A la question de savoir comment leur couple s’y est pris pour épargner les enfants, HI répondra simplement que c’est grâce à l’accompagnement des agents de santé, qu’il considère comme Dieu sur terre : « J’ai toujours considéré le médecin comme un dieu sur terre. Le don de sauver l’être humain, Dieu l’a donné au médecin. Quand j’ai connu mon statut, très vite je me suis confié à mon médecin traitant. Au moindre problème, je me suis toujours tourné vers lui. J’ai toujours suivi les conseils des médecins, même pour ma vie sexuelle ».

 

Ceux qui hésitent encore à faire le dépistage du VIH, HI les exhorte à franchir le pas car, a-t-il relevé, tout être humain doit aujourd’hui connaître son statut pour mieux vivre, vivre avec ceux qu’il aime et même limiter les risques. En plus, la médecine offre de nos jours des traitements qui permettent de vivre confortablement. Il suffit, selon lui, de toujours écouter les conseils des agents de santé.

 

A ceux qui ont été testés positifs et qui renoncent à se mettre en couple, car ne sachant pas comment s’y prendre pour avouer leur statut à l’autre, il donne des stratégies d’approche. « Il ne faut pas avoir peur. Si on s’aime réellement, on doit se dire la vérité.
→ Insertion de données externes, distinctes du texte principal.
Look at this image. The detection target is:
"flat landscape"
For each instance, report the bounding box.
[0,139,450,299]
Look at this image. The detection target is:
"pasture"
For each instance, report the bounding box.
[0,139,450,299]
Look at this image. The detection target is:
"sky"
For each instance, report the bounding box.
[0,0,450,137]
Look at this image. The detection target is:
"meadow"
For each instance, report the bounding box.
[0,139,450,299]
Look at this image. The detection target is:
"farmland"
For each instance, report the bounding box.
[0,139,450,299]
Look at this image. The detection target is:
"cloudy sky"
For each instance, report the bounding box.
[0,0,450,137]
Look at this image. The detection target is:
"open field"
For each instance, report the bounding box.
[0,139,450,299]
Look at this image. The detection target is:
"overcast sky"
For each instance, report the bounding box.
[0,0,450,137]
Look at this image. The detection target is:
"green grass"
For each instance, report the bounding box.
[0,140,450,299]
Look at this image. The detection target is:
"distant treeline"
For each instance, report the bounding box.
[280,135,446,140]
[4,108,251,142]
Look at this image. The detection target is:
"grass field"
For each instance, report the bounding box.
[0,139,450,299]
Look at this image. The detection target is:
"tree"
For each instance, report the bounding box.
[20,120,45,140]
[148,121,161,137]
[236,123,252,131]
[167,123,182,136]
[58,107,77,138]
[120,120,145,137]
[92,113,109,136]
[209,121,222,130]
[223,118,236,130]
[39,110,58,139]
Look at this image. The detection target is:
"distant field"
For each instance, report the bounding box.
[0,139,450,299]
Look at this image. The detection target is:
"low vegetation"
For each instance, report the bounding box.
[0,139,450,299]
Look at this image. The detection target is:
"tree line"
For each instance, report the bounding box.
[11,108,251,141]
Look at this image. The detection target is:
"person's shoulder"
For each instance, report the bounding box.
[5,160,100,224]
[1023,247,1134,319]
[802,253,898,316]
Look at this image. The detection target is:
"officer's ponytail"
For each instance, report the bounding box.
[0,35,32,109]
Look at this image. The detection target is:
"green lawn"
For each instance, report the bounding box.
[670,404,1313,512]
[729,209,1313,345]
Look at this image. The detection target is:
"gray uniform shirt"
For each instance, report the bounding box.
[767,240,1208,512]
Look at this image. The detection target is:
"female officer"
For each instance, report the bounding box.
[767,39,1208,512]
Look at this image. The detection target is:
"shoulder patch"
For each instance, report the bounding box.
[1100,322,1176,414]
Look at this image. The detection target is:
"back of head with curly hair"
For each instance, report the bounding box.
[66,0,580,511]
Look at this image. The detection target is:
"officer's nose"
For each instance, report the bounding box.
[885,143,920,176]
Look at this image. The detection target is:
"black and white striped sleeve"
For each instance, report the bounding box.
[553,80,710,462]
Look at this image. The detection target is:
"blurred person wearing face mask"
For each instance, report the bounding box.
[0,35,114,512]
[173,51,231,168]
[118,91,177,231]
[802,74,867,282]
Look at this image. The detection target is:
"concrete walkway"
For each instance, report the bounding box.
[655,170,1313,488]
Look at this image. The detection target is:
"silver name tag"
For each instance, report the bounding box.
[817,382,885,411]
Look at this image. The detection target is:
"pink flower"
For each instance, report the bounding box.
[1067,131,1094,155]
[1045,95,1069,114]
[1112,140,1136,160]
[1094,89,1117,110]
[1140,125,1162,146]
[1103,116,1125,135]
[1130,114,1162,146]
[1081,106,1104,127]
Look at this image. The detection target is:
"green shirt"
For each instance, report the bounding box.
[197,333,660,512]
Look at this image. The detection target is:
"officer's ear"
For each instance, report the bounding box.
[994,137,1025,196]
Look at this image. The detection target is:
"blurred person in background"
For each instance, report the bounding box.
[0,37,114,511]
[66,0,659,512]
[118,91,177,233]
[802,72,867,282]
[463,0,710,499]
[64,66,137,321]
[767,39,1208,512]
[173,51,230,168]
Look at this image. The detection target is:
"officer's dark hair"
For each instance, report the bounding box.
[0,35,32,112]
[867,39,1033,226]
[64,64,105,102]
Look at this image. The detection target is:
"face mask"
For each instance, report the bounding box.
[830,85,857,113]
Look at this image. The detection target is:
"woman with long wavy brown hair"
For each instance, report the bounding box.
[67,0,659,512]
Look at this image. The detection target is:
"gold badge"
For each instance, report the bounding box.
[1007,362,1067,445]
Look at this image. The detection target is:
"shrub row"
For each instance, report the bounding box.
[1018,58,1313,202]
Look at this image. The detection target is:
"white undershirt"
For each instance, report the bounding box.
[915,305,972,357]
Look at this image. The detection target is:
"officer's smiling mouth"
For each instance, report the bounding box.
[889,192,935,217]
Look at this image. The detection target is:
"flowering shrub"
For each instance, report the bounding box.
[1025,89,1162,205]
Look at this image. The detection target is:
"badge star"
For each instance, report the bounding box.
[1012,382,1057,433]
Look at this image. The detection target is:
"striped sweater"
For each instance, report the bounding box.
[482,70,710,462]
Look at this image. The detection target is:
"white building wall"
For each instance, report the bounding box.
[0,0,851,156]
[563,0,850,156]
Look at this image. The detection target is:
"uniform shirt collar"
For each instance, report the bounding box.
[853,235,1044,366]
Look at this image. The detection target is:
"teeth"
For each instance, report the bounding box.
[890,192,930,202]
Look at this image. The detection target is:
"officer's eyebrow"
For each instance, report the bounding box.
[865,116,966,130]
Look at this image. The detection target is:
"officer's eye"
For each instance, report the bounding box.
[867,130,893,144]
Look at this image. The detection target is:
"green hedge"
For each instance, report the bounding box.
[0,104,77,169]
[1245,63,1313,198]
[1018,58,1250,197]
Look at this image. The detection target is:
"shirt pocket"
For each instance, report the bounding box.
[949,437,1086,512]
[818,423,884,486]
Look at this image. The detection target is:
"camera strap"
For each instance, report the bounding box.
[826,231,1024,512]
Selon les textes, quand une personne séropositive sort avec quelqu’un, elle dispose de 24h pour l’informer de son statut mais on peut prendre le temps de préparer la personne à accepter la situation. Il ne faut pas dès le premier contact penser aux rapports sexuels. Il faut, lors des discussions, aborder de temps en temps la question du VIH en général. Et s’il se trouve que la personne en a une compréhension favorable, lui poser un jour la question : Et si c’était moi qui étais infecté ? A partir de sa réponse, vous saurez si il ou elle veut vivre avec vous. Malheureusement, certains ne veulent pas dévoiler leur secret », a-t-il fait remarquer.